Cold start performance
For a
deployed function
or a web endpoint, Modal will spin up as many containers
as needed to handle the current number of concurrent requests. Starting up
containers incurs a cold-start time of ~1s. Any logic in global scope (such as
imports) and the container enter
function
will be executed next. In the case of loading large models from the image, this
can take a few seconds depending on the size of the model, because the file will
be copied over the network to the worker running your job.
After the cold-start, subsequent requests to the same container will see lower
response latency (~50-200ms), until the container is shut down after a
period of inactivity. Modal
currently exposes two parameters to control how many cold starts users
experience: container_idle_timeout
and keep_warm
.
Container idle timeout
By default, Modal containers spin down after 60 seconds of inactivity. This can
be overridden explicitly by setting the container_idle_timeout
value on the
@function
decorator. This can be set to
any integer value between 2 and 1200, and is measured in seconds.
import modal
app = modal.App() # Note: prior to April 2024, "app" was called "stub"
@app.function(container_idle_timeout=300)
def my_idle_f():
return {"hello": "world"}
Warm pool
If you want to have some containers running at all times to mitigate the
cold-start penalty, you could set the keep_warm
value on the
@function
decorator. This configures a
given minimum number of containers that will always be up for your function, but
Modal will still scale up (and spin down) more containers if the demand for your
function exceeds the keep_warm
value, as usual.
from modal import App, web_endpoint
app = App() # Note: prior to April 2024, "app" was called "stub"
@app.function(keep_warm=3)
@web_endpoint()
def my_warm_f():
return {"hello": "world"}
Functions with slow start-up and keep_warm
The guarantee that keep_warm
provides is that there are always at least n
containers up that have finished starting up. If your function does expensive /
slow initialization the first time it receives an input (e.g. if you use a
pre-trained model, and this model needs to be loaded into memory the first time
you use it), you’d observe that those function calls will still be slow.
To avoid this, you can use a container enter method to perform the expensive initialization. This will ensure that the initialization is performed before the container is deemed ready for the warm pool.
Memory Snapshot
Modal snapshotting is a developer preview feature that can significantly reduce cold start times. Refer to the Memory Snapshot page for details.
Perform concurrent IO
Often Modal applications need to read large files into memory (eg. model checkpoints) before they can process inputs.
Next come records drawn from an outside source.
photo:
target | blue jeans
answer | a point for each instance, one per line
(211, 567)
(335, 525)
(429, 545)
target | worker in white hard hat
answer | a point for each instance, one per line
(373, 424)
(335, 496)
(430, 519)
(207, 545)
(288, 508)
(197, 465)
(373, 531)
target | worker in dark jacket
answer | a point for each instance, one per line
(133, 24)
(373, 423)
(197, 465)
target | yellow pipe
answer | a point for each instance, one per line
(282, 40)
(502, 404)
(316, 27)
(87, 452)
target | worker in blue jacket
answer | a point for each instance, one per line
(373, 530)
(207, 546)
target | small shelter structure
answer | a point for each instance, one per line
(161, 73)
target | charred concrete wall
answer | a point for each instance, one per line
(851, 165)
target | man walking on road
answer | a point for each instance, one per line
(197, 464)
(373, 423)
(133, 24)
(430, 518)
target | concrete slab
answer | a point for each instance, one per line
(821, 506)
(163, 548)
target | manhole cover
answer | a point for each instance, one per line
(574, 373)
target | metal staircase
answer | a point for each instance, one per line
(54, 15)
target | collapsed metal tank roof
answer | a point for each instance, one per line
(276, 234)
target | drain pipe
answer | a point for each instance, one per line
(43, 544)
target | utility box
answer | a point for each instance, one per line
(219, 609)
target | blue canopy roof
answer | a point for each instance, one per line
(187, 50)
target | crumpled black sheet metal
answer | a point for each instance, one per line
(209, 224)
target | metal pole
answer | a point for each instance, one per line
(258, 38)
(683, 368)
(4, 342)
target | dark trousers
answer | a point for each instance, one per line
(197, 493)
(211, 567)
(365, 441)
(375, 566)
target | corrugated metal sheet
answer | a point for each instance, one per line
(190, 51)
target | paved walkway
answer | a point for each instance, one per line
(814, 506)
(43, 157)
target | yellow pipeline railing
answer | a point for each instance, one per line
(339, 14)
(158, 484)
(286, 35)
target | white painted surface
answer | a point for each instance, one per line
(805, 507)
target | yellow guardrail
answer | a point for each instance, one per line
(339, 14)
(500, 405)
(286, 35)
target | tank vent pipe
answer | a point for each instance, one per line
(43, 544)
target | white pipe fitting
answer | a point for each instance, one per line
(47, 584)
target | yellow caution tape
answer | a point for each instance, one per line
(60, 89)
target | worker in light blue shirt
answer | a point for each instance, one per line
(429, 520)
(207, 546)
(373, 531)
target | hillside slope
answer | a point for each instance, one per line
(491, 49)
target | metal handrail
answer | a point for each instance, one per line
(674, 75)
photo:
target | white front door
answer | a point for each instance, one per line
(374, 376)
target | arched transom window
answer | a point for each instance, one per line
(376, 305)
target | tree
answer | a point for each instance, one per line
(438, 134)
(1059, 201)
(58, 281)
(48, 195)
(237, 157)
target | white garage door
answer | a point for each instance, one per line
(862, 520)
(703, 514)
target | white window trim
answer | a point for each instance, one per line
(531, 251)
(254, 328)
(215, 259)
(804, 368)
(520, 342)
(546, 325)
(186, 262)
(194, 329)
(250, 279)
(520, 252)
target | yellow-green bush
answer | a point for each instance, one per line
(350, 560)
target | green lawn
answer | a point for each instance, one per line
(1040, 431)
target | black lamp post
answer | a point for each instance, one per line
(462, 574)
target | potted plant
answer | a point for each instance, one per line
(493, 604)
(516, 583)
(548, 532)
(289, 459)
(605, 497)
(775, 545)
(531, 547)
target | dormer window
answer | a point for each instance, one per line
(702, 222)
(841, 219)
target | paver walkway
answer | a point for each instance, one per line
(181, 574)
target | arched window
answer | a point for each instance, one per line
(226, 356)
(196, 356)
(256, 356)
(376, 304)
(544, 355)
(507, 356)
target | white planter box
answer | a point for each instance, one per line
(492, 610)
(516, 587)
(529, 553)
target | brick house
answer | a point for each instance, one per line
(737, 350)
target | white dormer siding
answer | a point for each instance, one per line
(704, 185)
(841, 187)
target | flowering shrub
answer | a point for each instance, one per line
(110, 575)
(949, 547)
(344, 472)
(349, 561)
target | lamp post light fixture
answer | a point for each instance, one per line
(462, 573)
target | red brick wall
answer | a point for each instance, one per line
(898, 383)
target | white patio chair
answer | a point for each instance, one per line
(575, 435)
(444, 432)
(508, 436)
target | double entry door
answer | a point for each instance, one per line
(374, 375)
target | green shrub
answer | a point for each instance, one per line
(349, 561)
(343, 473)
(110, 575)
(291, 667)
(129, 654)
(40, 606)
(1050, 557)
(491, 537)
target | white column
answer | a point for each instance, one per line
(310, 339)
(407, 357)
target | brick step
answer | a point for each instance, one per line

Where feasible these large file reads should happen concurrently and not sequentially. By performing concurrent IO your application will take advantage of our platform’s high disk and network bandwidth, and reduce the IO latency cold start penalty.
One common example of slow sequential IO is loading multiple independent
Huggingface transformers
models in series.
from transformers import CLIPProcessor, CLIPModel, BlipProcessor, BlipForConditionalGeneration
model_a = CLIPModel.from_pretrained("openai/clip-vit-base-patch32")
processor_a = CLIPProcessor.from_pretrained("openai/clip-vit-base-patch32")
model_b = BlipProcessor.from_pretrained("Salesforce/blip-image-captioning-large")
processor_b = BlipForConditionalGeneration.from_pretrained("Salesforce/blip-image-captioning-large")
The above snippet unnecessarily does four .from_pretrained
loads sequentially.
None of the components depend on another being already loaded in memory, so they
can be loaded concurrently.
They could instead be loaded concurrently using a function like this:
from concurrent.futures import ThreadPoolExecutor, as_completed
from transformers import CLIPProcessor, CLIPModel, BlipProcessor, BlipForConditionalGeneration
def load_models_concurrently(load_functions_map: dict) -> dict:
model_id_to_model = {}
with ThreadPoolExecutor(max_workers=len(load_functions_map)) as executor:
future_to_model_id = {
executor.submit(load_fn): model_id
for model_id, load_fn in load_functions_map.items()
}
for future in as_completed(future_to_model_id.keys()):
model_id_to_model[future_to_model_id[future]] = future.result()
return model_id_to_model
components = load_models_concurrently({
"clip_model": lambda: CLIPModel.from_pretrained("openai/clip-vit-base-patch32"),
"clip_processor": lambda: CLIPProcessor.from_pretrained("openai/clip-vit-base-patch32"),
"blip_model": lambda: BlipProcessor.from_pretrained("Salesforce/blip-image-captioning-large"),
"blip_processor": lambda: BlipForConditionalGeneration.from_pretrained("Salesforce/blip-image-captioning-large")
})
If performing concurrent IO on large file reads does not speed up your cold starts, it’s possible that some part of your Function’s code is holding the Python GIL and reducing the efficacy of the multi-threaded executor.
In general, if your application is performing multiple large and independent reads on cold start, attempt to make those reads concurrent using threads.